Together, these lines provide a reference for latitude and longitude that always zig-zag into each other. This geographic grid gives unique latitude and longitude for every position on Earth.
Find Anything on Earth with Coordinates
Coordinates are pairs (X, Y) in a two-dimensional space referenced to a horizontal datum. Whereas triplets (X, Y, Z) of points not only have a position but also has height referenced to a vertical datum. In other words, the X- and Y-values represent a horizontal position. Whereas, the Z-value represents the vertical position.
Geographic coordinate systems use an ellipsoid to approximate all locations on the surface of the earth. Whereas, the datum defines the surface.
A horizontal datum has a major axis, which is the longest diameter of an ellipse. Also, it has a minor axis, which is the shortest diameter of an ellipse. Finally, a horizontal datum has a radius that represents the position of the surface relative to the center of the earth.
Additionally, time zones roughly use lines of longitude at 15° intervals. Starting at the Prime Meridian, there are 24 different time zones in the world, as shown in the world time zone map.
What is a Coordinate Reference System?
A reference ellipsoid is the mathematical model of the shape of the Earth with the major axis along the equatorial radius.
A geographic coordinate system uses longitude and latitude expressed in decimal degrees. For example, WGS 1984 and NAD 1983 are the most common datums in use today. Before 1983, NAD27 was the most common datum.
Cartographers write spherical coordinates (latitudes and longitudes) in degrees-minutes-seconds (DMS) and decimal degrees. For degrees-minutes-seconds, minutes range from 0 to 60. For example, the geographic coordinate expressed in degrees-minutes-seconds for New York City is:
- Latitude: 40 degrees, 42 minutes, 51 seconds N
- Longitude: 74 degrees, 0 minutes, 21 seconds W
You can also express geographic coordinates in decimal degrees. It’s just another way to represent that same location in a different format. For example, here is New York City in decimal degrees:
- Latitude: 40.714
- Longitude: -74.006
The Federal Communications Commission has a DMS-Decimal converter tool that converts latitude and longitude between decimal degrees and degrees, minutes, and seconds.

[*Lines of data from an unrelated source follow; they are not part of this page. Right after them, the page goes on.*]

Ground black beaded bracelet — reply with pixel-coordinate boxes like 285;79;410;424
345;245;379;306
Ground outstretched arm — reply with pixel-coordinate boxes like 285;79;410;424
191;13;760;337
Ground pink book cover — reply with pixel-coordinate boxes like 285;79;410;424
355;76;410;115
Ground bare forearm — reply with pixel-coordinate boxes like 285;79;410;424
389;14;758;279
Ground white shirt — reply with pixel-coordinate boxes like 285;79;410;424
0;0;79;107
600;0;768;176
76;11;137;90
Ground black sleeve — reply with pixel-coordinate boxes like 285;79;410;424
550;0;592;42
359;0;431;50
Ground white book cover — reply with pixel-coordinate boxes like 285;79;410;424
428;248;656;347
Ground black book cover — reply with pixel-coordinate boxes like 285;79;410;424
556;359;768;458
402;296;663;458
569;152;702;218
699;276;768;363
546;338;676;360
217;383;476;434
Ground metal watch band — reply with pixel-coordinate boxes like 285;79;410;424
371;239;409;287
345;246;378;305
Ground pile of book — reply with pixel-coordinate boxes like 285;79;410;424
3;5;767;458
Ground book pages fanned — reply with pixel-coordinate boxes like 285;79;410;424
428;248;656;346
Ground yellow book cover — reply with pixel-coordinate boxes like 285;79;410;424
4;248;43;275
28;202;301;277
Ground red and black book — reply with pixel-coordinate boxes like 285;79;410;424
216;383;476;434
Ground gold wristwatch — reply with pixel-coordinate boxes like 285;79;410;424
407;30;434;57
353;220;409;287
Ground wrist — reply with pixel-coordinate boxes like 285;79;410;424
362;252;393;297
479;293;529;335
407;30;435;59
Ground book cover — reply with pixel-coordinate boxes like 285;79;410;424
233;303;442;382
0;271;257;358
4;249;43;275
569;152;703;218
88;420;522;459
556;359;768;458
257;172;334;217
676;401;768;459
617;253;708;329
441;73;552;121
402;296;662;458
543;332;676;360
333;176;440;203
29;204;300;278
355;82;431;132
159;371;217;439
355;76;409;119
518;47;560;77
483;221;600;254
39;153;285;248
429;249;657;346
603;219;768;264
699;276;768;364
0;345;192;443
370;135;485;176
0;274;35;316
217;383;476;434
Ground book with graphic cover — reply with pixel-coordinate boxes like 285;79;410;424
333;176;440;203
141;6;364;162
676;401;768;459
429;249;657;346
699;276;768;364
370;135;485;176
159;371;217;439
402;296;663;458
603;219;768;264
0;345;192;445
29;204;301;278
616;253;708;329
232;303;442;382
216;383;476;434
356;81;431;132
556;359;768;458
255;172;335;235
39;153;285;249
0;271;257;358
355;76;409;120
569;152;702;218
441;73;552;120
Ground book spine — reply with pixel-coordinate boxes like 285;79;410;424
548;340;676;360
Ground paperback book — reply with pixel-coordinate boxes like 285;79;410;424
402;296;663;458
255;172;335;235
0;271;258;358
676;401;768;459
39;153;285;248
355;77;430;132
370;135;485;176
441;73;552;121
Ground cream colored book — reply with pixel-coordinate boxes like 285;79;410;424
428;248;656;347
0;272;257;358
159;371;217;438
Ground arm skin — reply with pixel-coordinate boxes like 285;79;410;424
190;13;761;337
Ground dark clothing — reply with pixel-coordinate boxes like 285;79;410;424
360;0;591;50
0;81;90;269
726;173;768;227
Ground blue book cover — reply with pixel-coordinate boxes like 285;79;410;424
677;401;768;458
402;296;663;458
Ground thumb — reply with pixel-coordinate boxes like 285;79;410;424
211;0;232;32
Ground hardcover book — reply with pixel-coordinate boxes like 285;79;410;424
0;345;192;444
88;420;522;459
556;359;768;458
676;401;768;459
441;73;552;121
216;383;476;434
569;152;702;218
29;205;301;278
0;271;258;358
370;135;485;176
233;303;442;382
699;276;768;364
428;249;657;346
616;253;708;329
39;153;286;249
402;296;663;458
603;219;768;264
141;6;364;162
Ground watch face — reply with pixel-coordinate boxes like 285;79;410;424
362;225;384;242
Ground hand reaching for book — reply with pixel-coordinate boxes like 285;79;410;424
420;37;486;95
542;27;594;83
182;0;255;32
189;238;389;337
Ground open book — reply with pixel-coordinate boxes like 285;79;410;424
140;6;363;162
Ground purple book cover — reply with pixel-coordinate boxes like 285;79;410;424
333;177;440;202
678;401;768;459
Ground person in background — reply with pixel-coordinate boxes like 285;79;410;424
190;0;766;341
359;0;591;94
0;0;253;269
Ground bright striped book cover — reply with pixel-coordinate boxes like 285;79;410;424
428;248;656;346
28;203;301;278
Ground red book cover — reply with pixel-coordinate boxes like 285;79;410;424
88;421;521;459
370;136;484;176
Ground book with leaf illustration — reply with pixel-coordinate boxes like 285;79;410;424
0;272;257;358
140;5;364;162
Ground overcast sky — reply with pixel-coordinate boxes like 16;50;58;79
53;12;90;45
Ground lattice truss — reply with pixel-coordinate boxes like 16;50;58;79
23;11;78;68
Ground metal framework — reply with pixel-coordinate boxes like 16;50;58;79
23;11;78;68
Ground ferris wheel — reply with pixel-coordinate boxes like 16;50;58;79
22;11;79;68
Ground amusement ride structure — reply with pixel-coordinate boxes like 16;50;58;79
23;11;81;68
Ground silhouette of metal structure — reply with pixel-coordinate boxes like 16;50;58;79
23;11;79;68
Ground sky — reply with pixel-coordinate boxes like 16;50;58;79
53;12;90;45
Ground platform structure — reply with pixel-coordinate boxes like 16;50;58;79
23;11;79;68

Latitude, Longitude, and Spherical Coordinate System Grids
When you put two coordinates together as a pair (X, Y), you can locate anything on Earth.
Latitude and longitude form our coordinate system grid.
Also, you can express coordinates in different ways. For example, you can use decimal degrees or degrees-minutes-seconds.
Thanks to our geographic coordinate system, you can pinpoint any point on Earth such as GPS receivers. And this includes the spot you are reading this article right now.